What are they?
I would say they are beautiful. They are magical. But as for what causes them…
…I do not know.
Recently, as I sat with a group of men, shooting the bull, the conversation drifted to the lights that appeared over the Phoenix metro area in 2007.
One man had actually seen them while camping just outside the city limits. To him, they were—or rather, are—real. But he did not venture any opinions about the nature of their reality.
Perhaps he restrained himself because another man, who has flown thousands of pilot miles, didn’t take the subject seriously at all. He knew there was some “reasonable” explanation.

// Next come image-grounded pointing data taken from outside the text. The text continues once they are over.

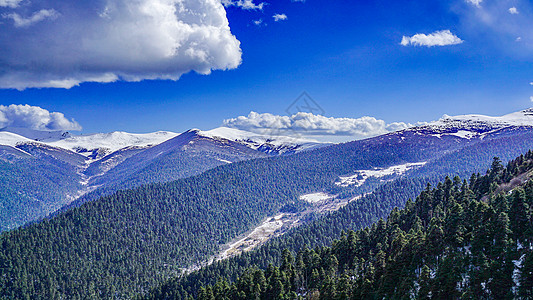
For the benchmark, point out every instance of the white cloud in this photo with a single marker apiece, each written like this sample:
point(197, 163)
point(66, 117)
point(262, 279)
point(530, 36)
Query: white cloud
point(279, 17)
point(244, 4)
point(109, 40)
point(437, 38)
point(477, 3)
point(9, 3)
point(35, 18)
point(314, 126)
point(34, 117)
point(500, 30)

When a magician pulls a rabbit out of a hat, we know there’s more to the picture than we can see. Just as the rabbit trick is magic, these unidentified lights in our skies are magic. There’s more to the picture than we can see.
Speculations as to what causes such phenomenon lack proof and often sound downright silly. Scientific rationalizations can seem as fanciful as baseless pie-in-the-sky explanations.
We project our beliefs upon those lights because we want certainty.
I want certainty. Though I see beauty in those lights, I also feel the pain of uncertainty. I want to know. But I have no way of deciphering this mystery. I may never know the secret. I may just have to be satisfied with magic and beauty.
Eventually, we’ll gain a better understanding of those lights. But when we do, some other phenomenon will undoubtedly confront us—some other phenomenon will confuse us, dazzle us, cause us to wonder.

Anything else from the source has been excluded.